Review and Comparative Analysis of Data Clustering Algorithms
- September 16, 2020
- Posted by: RSIS Team
- Categories: IJRIAS, Mathematics
International Journal of Research and Innovation in Applied Science (IJRIAS) | Volume V, Issue III, February 2020 | ISSN 2454–6186
Review and Comparative Analysis of Data Clustering Algorithms
Ugonna Victor Okolichukwu1, Beatrice Adenike Sunday2, Friday E. Onuodu3
1 Department of Computer Science Education, Federal College of Education, Eha-Amufu, Enugu State, Nigeria
2 Department of Computer Science, School of Postgraduate Studies, Ignatius Ajuru University of Education, Rivers State, Nigeria
3 Department of Computer Science, University of Port Harcourt, River State, Nigeria
Abstract—- Data mining is a process with an objective of information extraction from huge datasets.

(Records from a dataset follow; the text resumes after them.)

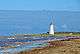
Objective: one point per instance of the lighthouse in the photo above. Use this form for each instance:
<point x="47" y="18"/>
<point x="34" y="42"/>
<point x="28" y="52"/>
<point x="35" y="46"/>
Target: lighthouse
<point x="51" y="28"/>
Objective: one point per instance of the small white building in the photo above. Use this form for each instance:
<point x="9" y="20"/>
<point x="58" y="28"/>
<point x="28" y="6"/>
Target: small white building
<point x="51" y="28"/>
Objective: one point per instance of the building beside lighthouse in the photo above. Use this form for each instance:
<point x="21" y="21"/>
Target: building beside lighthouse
<point x="51" y="28"/>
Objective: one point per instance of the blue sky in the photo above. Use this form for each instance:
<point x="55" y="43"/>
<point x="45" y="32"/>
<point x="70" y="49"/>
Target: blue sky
<point x="39" y="4"/>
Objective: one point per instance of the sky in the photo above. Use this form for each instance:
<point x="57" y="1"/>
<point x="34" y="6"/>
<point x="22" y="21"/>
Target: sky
<point x="40" y="5"/>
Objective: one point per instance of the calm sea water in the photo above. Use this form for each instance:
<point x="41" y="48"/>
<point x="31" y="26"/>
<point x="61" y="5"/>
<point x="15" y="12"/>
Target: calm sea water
<point x="20" y="22"/>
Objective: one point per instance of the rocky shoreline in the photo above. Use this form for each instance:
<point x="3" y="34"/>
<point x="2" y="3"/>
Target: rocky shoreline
<point x="71" y="46"/>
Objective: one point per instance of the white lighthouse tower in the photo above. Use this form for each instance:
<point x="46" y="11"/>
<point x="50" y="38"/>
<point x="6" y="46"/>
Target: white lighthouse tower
<point x="51" y="28"/>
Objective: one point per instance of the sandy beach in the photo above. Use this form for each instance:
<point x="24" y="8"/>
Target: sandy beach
<point x="57" y="47"/>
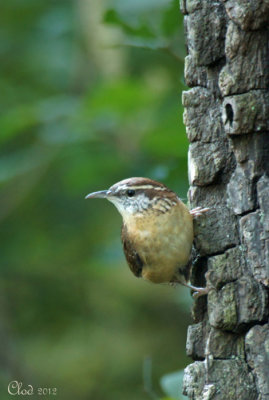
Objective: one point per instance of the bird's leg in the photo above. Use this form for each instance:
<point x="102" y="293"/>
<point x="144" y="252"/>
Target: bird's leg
<point x="198" y="211"/>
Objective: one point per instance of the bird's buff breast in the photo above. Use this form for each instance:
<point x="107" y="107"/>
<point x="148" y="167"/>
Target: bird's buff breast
<point x="163" y="243"/>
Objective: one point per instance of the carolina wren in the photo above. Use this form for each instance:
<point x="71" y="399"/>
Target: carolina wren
<point x="157" y="230"/>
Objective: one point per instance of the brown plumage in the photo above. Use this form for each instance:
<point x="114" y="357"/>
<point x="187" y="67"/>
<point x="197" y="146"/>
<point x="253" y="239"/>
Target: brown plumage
<point x="157" y="231"/>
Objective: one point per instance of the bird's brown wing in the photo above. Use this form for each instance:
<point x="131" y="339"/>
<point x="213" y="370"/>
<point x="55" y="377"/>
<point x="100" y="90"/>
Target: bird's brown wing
<point x="134" y="261"/>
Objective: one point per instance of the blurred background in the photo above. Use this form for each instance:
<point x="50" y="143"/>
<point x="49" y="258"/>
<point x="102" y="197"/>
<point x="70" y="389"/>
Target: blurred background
<point x="90" y="94"/>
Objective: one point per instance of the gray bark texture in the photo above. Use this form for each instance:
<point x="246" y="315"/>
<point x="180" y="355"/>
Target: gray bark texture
<point x="227" y="122"/>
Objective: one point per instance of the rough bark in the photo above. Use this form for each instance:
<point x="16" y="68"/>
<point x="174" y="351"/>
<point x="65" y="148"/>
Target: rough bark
<point x="227" y="122"/>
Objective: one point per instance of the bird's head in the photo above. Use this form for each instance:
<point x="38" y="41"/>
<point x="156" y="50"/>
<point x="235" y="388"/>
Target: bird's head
<point x="138" y="197"/>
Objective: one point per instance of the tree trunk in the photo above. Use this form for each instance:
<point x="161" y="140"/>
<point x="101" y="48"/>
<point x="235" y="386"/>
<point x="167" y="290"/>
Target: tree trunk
<point x="227" y="121"/>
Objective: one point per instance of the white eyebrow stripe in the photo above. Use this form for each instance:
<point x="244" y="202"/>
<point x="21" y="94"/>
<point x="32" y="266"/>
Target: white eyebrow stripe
<point x="125" y="187"/>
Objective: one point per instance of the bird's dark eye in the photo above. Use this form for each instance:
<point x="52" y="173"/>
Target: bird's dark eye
<point x="130" y="192"/>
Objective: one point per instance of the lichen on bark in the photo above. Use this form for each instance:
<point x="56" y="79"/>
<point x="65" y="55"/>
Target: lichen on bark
<point x="227" y="123"/>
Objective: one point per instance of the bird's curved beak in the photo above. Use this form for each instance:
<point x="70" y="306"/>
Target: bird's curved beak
<point x="102" y="194"/>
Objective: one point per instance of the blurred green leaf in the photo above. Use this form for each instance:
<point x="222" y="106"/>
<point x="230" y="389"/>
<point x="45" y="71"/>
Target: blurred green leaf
<point x="172" y="384"/>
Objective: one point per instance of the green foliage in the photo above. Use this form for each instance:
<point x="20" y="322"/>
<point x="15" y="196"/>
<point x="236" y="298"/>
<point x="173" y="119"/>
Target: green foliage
<point x="73" y="316"/>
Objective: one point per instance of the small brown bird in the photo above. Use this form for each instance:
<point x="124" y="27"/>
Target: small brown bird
<point x="157" y="230"/>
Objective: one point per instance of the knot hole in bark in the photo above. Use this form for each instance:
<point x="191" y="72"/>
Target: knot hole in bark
<point x="229" y="113"/>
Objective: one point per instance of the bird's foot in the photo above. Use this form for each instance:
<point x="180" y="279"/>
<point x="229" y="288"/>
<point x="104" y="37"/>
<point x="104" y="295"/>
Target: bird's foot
<point x="198" y="211"/>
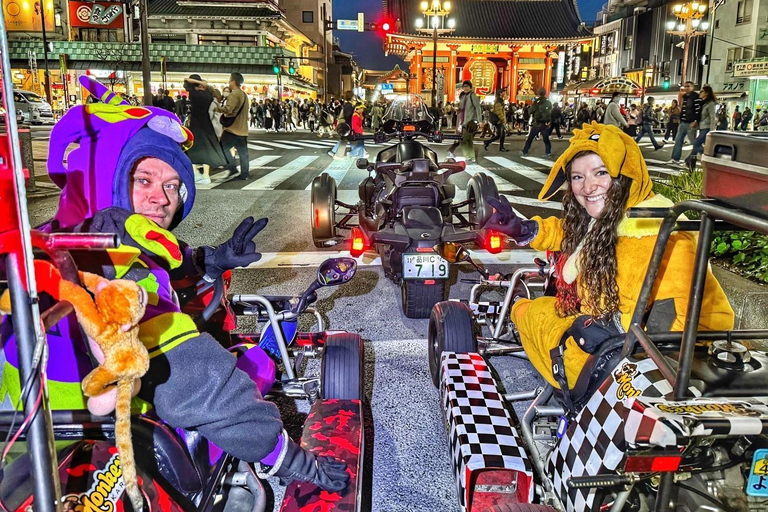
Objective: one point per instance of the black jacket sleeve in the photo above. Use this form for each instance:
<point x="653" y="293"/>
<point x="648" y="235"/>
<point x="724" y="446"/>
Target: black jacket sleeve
<point x="195" y="386"/>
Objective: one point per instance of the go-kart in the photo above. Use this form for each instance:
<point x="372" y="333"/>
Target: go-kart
<point x="657" y="420"/>
<point x="71" y="461"/>
<point x="406" y="206"/>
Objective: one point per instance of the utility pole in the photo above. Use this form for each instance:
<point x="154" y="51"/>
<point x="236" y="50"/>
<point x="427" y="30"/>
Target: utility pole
<point x="325" y="53"/>
<point x="146" y="72"/>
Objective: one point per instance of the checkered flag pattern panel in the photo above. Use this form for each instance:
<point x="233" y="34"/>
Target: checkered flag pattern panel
<point x="481" y="431"/>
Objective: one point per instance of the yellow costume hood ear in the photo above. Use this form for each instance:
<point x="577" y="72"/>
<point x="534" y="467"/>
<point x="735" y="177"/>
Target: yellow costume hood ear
<point x="619" y="152"/>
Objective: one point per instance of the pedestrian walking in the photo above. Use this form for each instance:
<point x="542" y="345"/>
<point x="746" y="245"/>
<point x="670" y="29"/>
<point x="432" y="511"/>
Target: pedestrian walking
<point x="674" y="121"/>
<point x="206" y="152"/>
<point x="707" y="122"/>
<point x="498" y="118"/>
<point x="467" y="123"/>
<point x="647" y="120"/>
<point x="613" y="114"/>
<point x="235" y="121"/>
<point x="541" y="116"/>
<point x="690" y="113"/>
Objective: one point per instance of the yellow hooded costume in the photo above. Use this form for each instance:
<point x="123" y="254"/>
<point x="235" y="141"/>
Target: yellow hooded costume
<point x="537" y="321"/>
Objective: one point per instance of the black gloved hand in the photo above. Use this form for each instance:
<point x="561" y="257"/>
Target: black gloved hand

Data mining involves extracting useful data from a huge quantity of raw data to solve a given problem of clustering. Thus, it is otherwise called Knowledge Discovery of Data (KDD). Clustering is an aspect of machine learning that is of great importance in the area of data mining analysis. Clustering involves the grouping of a set of similar data objects into the same group (clusters) considering their unique qualities and similarity. A good clustering algorithm will result to an increased rate of intra-grouped similarity and a decreased rate of inter-grouped similarity. Clustering algorithm are grouped into Hierarchical, Partitioning and Density-based clustering algorithm. The Partitioning clustering algorithm splits the data objects into a number groups called partition and each partition represents a cluster. Hierarchical clustering techniques creates a hierarchy or tree of clusters for the data objects. Density-based algorithms groups its data objects based on a particular neighbourhood and locates the cluster in regions with high density. The purpose of this paper was to do a comparison between hierarchical, partitioning and density-based clustering algorithms based on their observed features and functions, and the metrics used is ability to deal with or handle noise and/or outliers. We conclude our findings using a summary table on their performance, stating that Density-based algorithm is highly sensitive in dealing with outliers and/or noise easily than hierarchical and partitioning clustering algorithm.
Keywords— Data mining, Clustering, Data clustering algorithm, Outlier.